In summary, we have shown that the HGF-c-Met signaling pathway promotes MB cell dissemination by enabling cell dissociation, rapid movement and efficient matrix invasion of single cells. We revealed the implication of the Ser/Thr kinase MAP4K4 and its cytoskeleton modulatory functions and suggest it as a potential novel anti-metastatic target worth to investigate further. Finally, the pro-migratory functions of MAP4K4 through cytoskeleton regulation revealed herein might contribute to the metastatic progression of SHH subgroup and other MB tumors where MAP4K4 is overexpressed.

Conclusions

We have established a novel, cell-based assay to monitor cancer cell dissemination in three-dimensional matrices. We show for the first time that HGF-induced c-Met activation enhanced the speed of migration of the individual Medulloblastoma cells and show that the Ser/Thr kinase MAP4K4 is an essential mediator in this process. We conclude that MAP4K4 couples growth factor signaling to actin cytoskeleton regulation in tumor cells, suggesting that MAP4K4 could be a promising novel target to be evaluated for treating growth factor-induced dissemination of Medulloblastoma tumors of different subgroups and of other human cancers.

Methods

Ethics statement

This work was conducted according to the ethical guidelines of the University of Zürich. No donor material was used.
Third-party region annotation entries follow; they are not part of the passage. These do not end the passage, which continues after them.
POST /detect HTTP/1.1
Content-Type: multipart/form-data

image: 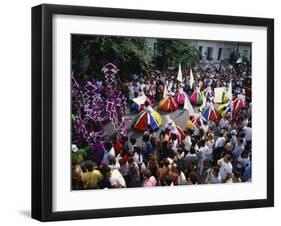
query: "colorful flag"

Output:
[183,93,194,116]
[190,89,203,106]
[227,80,232,100]
[177,64,182,83]
[189,66,195,89]
[202,105,219,122]
[214,87,229,103]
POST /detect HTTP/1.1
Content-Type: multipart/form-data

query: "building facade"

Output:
[146,38,252,62]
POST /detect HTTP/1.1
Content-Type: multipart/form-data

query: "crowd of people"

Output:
[72,61,252,190]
Expression analysis using R2 database

All data used are accessible through the open access platform R2 for visualization and analysis of the microarray data (http://r2.amc.nl). The following datasets were used: Delattre 54 MAS 5.0 – u133p2 (54 MB samples), Gilbertson 76 MAS 5.0 – u133p2 (76 pediatric MB samples, PubMed link: 22722829), Kool 62 MAS 5.0 – u133p2 (62 human MB samples, PubMed link 18769486), Northcott 103 rma_sketch – huex10t (103 primary MB samples, PubMed link 20823417) and MAGIC 285 rma-sketch – hugene11t (285 primary MB samples, PubMed link 22832581) Analysis was performed as described in (Fiaschetti et al. 2014). The nine normal cerebellum samples are from human subject aged as follows: Donor 1–25 year old male; donor 2–38 year old male; donor 3–39 year old female; donor 4–30 year old male; donor 5–35 year old male; donor 6–52 year old male; donor 7–50 year old female; donor 8–48 year old female; donor 9–53 year old female; donor 10–23 year old female.

Reagents

HGF: 0.25 μM = 20 ng/mL (Preprotech), JIP-1 (153–163) (1565, Tocris), ARQ 197 (A-1109, Active Biochemicals), PHA-665752 10 μM, AEG 3482 5 μM (Axon), (Selleck Chemicals, 10 μM). SP600125 20 μM (S5567), Doxycycline (44577) Blasticidin (15205) (Sigma-Aldrich), AEG 3482 (1291, Axon Medchem).

Cell culture

DAOY, UW228-2, D341, and D425 cells were grown as described in (Fiaschetti et al. 2014). DAOY-LA-EGFP were generated by lentiviral transduction of DAOY with cells pLenti-LA-EGFP.

Transfection

5 × 105 cells/well were seeded in 6-well plates and 24 h later transiently transfected using Jet-Pei (101–10 Polyplus), with 2.5 μg of plasmids expressing LA-mCherry (pLenti-LA-mCherry) and either MAP4K4-wt (pEGFP-C2 NIKwt) or MAP4K4-kinase dead (pEGFP-C2 NIKD152N) (Baumgartner et al. 2006).

Immunoblotting

RIPA buffer lysates were probed with the following primary and secondary antibodies: phospho-c-Met (44888, Life Technologies), c-Met (3148), phospho-STAT3 (9131), STAT3 (9132), phospho-JNK (4668), JNK (9258), phospho-ERK1/2 (9101), ERK1/2 (9102), CD44 (3578) (Cell Signaling), anti-MAP4K4 (80418, Abcam), α-tubulin (T9026, Sigma-Aldrich), and CD44v6 (MAB4073, clone VFF-18, Millipore), anti-mouse horseradish peroxidase (HRP)-linked (7076) and anti-rabbit HRP-linked (7074) (Cell Signaling). Primary antibodies were diluted 1:1000 except for α-tubulin (1:40000). Secondary antibodies were diluted 1:2000.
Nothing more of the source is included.